Ale ktoś mnie złapał. Czy to był anioł? W pewien sposób. To był Marlboro Man. Śmiałem się z nerwowego zażenowania. Zachichotał łagodnie. Wciąż trzymał mnie za ramiona, w tym samym silnym, kowbojskim uścisku, którego użył do ratowania mnie chwilę wcześniej. Gdzie były moje kolana? Nie były już częścią mojej anatomii.
Zobacz ten post na InstagramieDokładnie dwadzieścia lat temu tańczyliśmy w naszej recepcji do Johna Michaela Montgomery'ego śpiewającego „I Swear”. Zawsze będę kochał tę piosenkę, ale przede wszystkim linię, która brzmi „... i choć popełnię błędy, nigdy nie złamię ci serca”. Po dwóch dekadach, czworo dzieci, kilka funtów (ha) i kilka wzlotów i upadków, jestem wdzięczny dziś wieczorem, że dotrzymaliśmy obietnicy.

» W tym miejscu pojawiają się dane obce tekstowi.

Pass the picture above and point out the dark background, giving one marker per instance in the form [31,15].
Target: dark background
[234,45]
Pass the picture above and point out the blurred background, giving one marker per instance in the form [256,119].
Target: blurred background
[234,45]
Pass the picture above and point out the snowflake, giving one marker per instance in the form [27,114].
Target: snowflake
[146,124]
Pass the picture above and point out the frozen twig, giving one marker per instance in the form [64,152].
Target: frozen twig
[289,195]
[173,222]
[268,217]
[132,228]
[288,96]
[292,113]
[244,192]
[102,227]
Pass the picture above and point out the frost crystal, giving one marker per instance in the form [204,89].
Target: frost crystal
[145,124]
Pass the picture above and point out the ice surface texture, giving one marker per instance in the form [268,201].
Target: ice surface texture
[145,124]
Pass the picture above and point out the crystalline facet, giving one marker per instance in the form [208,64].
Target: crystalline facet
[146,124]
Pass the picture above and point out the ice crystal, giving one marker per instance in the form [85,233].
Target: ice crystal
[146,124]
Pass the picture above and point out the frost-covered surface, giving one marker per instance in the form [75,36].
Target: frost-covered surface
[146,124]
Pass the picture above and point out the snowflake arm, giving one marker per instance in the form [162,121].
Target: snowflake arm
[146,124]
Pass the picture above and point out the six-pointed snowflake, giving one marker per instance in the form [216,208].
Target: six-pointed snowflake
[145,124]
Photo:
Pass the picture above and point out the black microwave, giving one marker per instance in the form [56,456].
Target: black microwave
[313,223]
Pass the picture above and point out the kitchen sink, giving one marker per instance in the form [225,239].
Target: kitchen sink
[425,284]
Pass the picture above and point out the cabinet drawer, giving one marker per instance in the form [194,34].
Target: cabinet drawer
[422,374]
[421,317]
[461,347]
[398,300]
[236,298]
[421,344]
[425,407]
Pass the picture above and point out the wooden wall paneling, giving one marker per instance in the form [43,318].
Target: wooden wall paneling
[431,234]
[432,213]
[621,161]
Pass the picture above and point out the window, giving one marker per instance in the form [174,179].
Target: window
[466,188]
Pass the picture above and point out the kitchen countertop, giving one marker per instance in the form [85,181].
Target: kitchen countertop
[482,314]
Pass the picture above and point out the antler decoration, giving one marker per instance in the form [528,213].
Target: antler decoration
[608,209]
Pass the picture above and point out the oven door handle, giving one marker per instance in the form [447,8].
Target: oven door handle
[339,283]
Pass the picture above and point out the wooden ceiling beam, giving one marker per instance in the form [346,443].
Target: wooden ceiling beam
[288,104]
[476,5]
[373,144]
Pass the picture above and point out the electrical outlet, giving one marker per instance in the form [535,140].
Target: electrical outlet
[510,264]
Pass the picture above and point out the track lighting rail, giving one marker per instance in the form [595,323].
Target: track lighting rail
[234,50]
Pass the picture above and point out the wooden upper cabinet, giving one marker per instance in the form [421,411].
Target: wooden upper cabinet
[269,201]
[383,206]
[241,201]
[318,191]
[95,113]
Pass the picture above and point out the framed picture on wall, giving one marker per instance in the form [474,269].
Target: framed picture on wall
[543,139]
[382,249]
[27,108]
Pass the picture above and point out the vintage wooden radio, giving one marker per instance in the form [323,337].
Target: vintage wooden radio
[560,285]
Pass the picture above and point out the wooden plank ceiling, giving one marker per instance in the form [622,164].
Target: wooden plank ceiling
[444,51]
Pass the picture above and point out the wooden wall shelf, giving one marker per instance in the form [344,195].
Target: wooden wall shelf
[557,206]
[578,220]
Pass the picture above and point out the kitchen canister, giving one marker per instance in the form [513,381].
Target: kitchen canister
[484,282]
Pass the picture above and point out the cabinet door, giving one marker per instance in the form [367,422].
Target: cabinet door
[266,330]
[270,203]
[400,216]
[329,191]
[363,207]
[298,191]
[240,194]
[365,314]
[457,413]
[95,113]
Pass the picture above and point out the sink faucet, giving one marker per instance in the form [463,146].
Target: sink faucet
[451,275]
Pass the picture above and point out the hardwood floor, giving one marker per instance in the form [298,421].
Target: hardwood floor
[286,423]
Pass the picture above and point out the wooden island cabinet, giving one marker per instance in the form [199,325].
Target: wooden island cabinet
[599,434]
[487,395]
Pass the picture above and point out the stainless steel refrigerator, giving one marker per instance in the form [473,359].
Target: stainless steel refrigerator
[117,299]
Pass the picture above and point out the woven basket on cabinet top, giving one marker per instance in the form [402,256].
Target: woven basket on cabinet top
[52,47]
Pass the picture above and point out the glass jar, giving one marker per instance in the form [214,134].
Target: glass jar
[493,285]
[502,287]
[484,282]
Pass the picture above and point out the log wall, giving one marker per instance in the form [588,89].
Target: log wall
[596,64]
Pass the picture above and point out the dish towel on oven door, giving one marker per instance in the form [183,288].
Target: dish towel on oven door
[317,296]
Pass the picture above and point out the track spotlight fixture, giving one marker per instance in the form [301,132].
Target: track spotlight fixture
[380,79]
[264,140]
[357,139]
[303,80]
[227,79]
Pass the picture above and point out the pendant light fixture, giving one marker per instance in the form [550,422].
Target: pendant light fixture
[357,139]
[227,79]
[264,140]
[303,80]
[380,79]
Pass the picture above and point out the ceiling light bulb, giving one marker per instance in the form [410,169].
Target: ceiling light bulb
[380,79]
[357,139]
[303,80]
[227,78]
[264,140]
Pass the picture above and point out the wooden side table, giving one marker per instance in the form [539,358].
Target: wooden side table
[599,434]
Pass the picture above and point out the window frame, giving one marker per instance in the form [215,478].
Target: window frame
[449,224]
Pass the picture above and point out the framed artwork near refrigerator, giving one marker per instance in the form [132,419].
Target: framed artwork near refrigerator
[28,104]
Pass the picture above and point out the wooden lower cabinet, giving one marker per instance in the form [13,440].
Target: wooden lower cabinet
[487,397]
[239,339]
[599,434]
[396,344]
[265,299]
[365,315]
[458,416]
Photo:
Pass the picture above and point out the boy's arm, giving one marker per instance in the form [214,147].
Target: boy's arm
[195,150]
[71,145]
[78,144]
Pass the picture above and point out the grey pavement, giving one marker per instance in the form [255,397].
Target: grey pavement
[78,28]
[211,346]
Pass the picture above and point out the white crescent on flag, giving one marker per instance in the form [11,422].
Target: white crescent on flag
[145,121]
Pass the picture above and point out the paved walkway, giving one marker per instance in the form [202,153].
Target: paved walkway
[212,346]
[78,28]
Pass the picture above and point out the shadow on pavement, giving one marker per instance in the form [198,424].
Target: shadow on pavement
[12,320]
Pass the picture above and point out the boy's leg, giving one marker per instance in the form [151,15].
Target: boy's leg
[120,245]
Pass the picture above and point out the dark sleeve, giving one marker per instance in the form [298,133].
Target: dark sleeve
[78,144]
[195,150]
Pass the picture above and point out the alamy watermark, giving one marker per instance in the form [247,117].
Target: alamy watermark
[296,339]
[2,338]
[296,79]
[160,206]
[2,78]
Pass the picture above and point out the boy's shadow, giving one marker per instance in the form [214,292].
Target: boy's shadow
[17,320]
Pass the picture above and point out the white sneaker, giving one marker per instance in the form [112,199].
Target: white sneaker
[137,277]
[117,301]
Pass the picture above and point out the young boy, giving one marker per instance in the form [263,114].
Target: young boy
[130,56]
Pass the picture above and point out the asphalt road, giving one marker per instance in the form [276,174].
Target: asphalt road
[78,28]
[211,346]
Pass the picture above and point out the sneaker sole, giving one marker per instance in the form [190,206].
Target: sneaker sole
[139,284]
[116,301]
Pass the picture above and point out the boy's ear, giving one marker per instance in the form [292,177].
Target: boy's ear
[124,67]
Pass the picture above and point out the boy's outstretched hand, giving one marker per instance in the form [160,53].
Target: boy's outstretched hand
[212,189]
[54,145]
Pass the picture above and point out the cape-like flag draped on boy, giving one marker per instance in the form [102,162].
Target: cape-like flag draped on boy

Post udostępniony przez Ree Drummonda - Pioneer Woman (@thepioneerwoman) w dniu 21 września 2016 r. O 20:05 PDT
Zawsze byłam szalona. Od ratowników na basenie po chodzących po polu golfowym, słodcy chłopcy byli po prostu jedną z moich ulubionych rzeczy. W wieku dwudziestu kilku lat spotykałam się praktycznie z każdą kategorią słodkiego chłopca pod słońcem. Z wyjątkiem jednego. Kowboj. Nigdy nawet nie rozmawiałem z kowbojem, nie mówiąc już o znanym osobiście, nie mówiąc już o randce z jednym, iz pewnością, absolutnie, nigdy nie całowałem jednego - do tamtej nocy na ganku moich rodziców, zaledwie kilka tygodni przed tym, jak zostałem ustawiony zacząć moje nowe życie w Chicago. Po uratowaniu mnie przed upadkiem na twarz, ten kowboj, ten zachodni bohater filmowy stojący przede mną, był, z jednym silnym, romantycznym, oszałamiająco doskonałym pocałunkiem, wstawiając kategorię „kowboja” do mojego repertuaru randkowego.
Pocałunek. Pamiętam ten pocałunek do ostatniego tchnienia, pomyślałem sobie . Pamiętam każdy szczegół. Silne, zgrubiałe dłonie chwytające moje ramiona. Piąty cień ocierający się o mój podbródek. Słaby zapach skóry buta w powietrzu. Wykrochmalona dżinsowa koszula na moich dłoniach, które stopniowo znalazły się wokół jego wykończenia rzeźbionej talii ....
Nie wiem, jak długo staliśmy w pierwszym uścisku naszego życia razem. Ale wiem, że kiedy ten pocałunek się skończył, moje życie, jak zawsze sobie wyobrażałem, też się skończyło.
Po prostu jeszcze tego nie wiedziałem.
Magazyn Pioneer Woman jest już dostępny w Walmart.